Chemistry

matter

anything that has mass and takes up space by having volume

five states (only be assessed on 3) — four are natural, one is not

• solid

• liquid

• gas

• plasma

• bose-einstein condensates

solid: shape, volume, compressibility

fixed, fixed, low

liquid: shape, volume, compressibility

shape of container, fixed, moderate

gas: shape, volume, compressibility

shape of container, volume of container, high

changing states of matter

can be changed by adding/removing energy

once state has changed, not a new substance

pure substances

composed of a single type of particle. same properties throughout

types of pure substances

element: pure substances that cannot be broken down further by chemical reactions (ex. hydrogen, gold magnesium)

compound: made up of two or more elements (ex. water, CO2)

mixtures

substances that contain two different kinds of particles mixed (not combined) together

types of mixtures

• homogeneous (solutions): uniform throughout (eg. fruit punch, sugar water, saline solution)

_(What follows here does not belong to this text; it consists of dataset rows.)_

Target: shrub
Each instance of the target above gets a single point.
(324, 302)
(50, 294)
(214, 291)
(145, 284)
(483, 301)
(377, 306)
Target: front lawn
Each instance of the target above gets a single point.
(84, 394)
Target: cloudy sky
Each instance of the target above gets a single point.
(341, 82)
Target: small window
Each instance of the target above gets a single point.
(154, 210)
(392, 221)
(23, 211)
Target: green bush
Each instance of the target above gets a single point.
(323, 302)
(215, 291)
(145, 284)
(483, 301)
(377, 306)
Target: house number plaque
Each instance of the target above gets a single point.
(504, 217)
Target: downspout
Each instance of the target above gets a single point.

• heterogeneous (mechanical mixture): composition is not uniform (you can see the different parts (eg. pizza, salad, burger)

solutions

formed with solute and solvent

solute: being dissolved

solvent: does the dissolving

mechanical mixtures (types)

suspension: particles will seperate out from the mixture (oil and water, muddy water)

colloid: particles will not settle, even with intense spinning in a centrifuge

the clue that a mixture is a colloid and not a solution is

it scatters light when a laser is pointed through it. you can see the beam travel through the mixture.

particle theory of matter states that:

1. all matter is made up of small particles

2. each substance has its own unique particle, that is different than the particles of other substances

3. all particles have space between them

4. particles are always moving. adding more heat (energy) causes particles to move more

5. all particles are attracted to each other

kinetic energy: solid

very low

kinetic energy: liquid

low

kinetic energy: gas

very high

particle motion: solid

vibrate and rotate in fixed position

particle motion: liquid

slide over each other

particle motion: gas

move at high speeds

which state are the particles moving the fastest?

gas

which state are particles moving the slowest?

solid

which state are the attractive forces between the particles the greatest?

solid

which state are the attractive forces between the particles the weakest?

gas

why does ice melt when heat is added?

as heat energy is applied to the ice, the particles move faster until the attractive forces between the particles weaken enough that they slide around each other and form a liquid.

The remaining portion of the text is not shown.